PETA Sues Photographer on Monkey’s Behalf to Give Monkey Copyright

monkeyselfie

Remember that copyright controversy last year between photographer David Slater and the money that took selfies with Slater’s camera back in 2011? PETA is joining in on the fracas.

The animal rights group filed a lawsuit yesterday on behalf of the monkey, a 6-year-old macaque in Indonesia named Naruto. PETA argues that Naruto is the legal copyright owner of the photos (seen above) rather than Slater, and that all proceeds from the photos should be used for the benefit of the monkey.

This story started and exploded back in August 2014 when Wikipedia posted and refused to take down the monkey selfie, arguing that Slater didn’t own the copyright since the monkey snapped the photo. Since the US Copyright Office doesn’t register copyright to animals, the photo was in the public domain, Wikipedia argued.

Slater disagreed, and said then that he was planning to go after Wikipedia over the photos.

Now PETA is taking the battle to court on Naruto’s behalf, filing a federal lawsuit in San Francisco to make sure the monkey gets paid. The group is arguing that the US Copyright Office’s decision to exclude animals from its system is not set in stone, but is rather “only an opinion.”

“The act grants copyright to authors of original works, with no limit on species,” PETA lawyer Jeffrey Kerr tells the Associated Press. “Copyright law is clear: It’s not the person who owns the camera, it’s the being who took the photograph.”

Slater himself showed up in one of Naruto's selfies.
Slater himself showed up in one of Naruto’s selfies.

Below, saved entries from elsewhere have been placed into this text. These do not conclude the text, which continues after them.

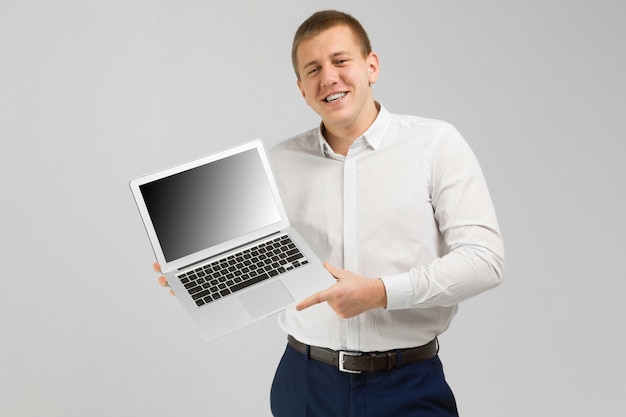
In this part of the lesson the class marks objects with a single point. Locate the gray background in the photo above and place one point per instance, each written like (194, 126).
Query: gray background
(93, 93)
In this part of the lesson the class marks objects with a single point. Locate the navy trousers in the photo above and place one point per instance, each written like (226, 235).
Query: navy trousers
(304, 387)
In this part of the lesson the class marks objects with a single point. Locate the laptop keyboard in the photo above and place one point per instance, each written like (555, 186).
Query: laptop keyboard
(236, 272)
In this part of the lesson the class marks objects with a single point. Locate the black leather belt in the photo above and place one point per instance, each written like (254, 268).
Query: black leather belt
(357, 362)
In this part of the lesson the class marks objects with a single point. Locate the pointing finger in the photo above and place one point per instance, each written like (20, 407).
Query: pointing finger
(317, 298)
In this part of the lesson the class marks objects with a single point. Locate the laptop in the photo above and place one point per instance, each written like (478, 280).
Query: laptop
(220, 232)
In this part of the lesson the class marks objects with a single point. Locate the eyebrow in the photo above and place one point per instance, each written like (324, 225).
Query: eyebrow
(315, 61)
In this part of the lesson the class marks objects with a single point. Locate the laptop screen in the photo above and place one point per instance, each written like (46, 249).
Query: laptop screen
(210, 204)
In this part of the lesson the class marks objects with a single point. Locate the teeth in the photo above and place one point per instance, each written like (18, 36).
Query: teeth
(335, 97)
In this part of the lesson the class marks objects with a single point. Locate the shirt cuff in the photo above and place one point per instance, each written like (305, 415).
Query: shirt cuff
(399, 291)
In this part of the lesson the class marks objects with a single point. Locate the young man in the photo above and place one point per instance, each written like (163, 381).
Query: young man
(399, 208)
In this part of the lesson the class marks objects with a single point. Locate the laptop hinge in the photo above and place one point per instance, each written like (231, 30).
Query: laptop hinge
(235, 249)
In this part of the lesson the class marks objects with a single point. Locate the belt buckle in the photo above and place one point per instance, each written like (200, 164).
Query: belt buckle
(342, 355)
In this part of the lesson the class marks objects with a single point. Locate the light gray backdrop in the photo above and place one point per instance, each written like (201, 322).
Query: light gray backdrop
(93, 93)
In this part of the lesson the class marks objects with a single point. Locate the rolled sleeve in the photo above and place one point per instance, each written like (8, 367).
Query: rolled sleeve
(399, 291)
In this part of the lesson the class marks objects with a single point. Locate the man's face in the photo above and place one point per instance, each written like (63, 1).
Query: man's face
(335, 79)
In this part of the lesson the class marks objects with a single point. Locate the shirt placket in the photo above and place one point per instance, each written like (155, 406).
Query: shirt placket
(350, 245)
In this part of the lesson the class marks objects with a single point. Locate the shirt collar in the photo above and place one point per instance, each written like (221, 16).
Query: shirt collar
(373, 136)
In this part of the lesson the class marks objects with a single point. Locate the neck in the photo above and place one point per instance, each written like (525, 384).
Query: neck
(340, 138)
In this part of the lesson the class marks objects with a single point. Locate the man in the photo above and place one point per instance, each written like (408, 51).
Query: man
(399, 208)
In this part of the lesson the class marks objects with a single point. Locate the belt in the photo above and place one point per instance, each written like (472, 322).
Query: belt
(357, 362)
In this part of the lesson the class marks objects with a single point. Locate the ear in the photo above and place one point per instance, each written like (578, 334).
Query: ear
(301, 89)
(373, 66)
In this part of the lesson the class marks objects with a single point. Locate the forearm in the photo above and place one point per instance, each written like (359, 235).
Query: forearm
(467, 270)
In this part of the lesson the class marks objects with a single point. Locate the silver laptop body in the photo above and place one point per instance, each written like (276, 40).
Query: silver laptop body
(210, 222)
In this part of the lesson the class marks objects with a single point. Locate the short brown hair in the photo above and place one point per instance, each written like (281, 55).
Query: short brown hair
(323, 20)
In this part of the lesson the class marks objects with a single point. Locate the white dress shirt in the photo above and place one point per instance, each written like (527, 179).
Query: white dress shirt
(407, 204)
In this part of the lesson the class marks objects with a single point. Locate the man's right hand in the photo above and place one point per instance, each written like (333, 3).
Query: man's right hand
(162, 279)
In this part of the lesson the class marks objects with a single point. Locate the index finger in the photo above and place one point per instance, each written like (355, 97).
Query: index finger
(316, 298)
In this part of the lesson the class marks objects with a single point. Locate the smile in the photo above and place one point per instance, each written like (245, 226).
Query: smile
(334, 97)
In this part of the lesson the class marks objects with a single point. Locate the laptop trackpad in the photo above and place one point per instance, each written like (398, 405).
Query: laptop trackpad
(266, 299)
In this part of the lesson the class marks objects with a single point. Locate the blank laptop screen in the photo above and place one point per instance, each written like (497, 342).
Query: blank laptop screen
(210, 204)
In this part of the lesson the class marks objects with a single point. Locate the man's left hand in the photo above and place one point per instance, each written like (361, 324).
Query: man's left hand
(352, 295)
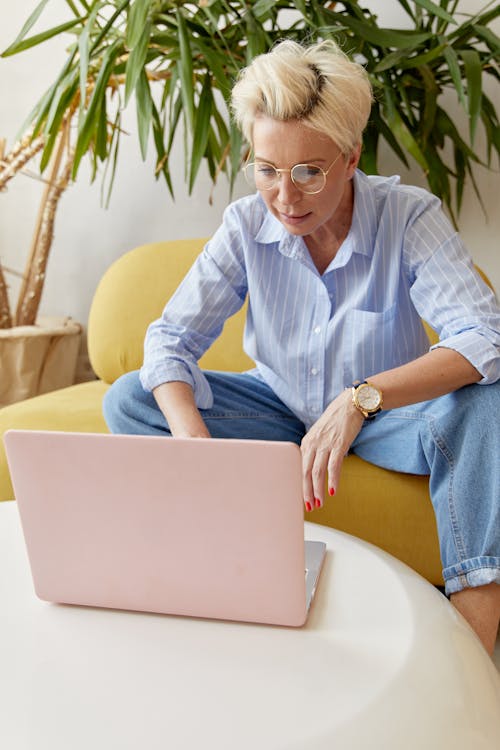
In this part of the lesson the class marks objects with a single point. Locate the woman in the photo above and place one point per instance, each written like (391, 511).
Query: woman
(339, 269)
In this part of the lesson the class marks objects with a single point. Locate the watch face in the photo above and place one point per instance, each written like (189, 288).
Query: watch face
(368, 397)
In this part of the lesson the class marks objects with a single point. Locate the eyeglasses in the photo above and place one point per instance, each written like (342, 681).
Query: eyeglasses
(309, 178)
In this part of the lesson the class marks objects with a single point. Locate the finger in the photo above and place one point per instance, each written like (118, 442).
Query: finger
(307, 485)
(334, 468)
(318, 474)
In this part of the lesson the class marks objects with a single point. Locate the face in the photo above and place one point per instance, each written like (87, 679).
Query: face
(284, 144)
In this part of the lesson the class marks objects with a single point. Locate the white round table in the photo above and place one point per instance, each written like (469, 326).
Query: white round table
(383, 662)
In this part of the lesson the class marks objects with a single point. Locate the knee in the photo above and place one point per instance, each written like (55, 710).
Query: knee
(119, 400)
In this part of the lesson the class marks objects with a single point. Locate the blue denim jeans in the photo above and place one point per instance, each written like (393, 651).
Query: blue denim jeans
(455, 439)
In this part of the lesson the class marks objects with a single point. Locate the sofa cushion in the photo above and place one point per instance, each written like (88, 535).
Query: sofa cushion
(74, 409)
(132, 293)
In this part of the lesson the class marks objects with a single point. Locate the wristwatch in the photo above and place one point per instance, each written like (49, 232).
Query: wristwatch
(367, 398)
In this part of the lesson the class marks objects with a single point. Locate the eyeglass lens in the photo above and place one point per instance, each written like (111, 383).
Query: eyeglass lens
(307, 177)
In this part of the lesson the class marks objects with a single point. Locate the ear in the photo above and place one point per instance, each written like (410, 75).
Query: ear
(353, 160)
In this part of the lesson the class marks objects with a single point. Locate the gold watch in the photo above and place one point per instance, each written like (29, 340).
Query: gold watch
(367, 399)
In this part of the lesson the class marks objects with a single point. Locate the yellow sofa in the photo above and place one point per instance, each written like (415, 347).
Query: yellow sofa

Slater, who already obtained a copyright for the photo in the UK, objects. He believes he and his family have a right to make money from the photos snapped by Naruto.

“The facts are that I was the intellect behind the photos, I set the whole thing up,” he tells the AP. “A monkey only pressed a button of a camera set up on a tripod – a tripod I positioned and held throughout the shoot.”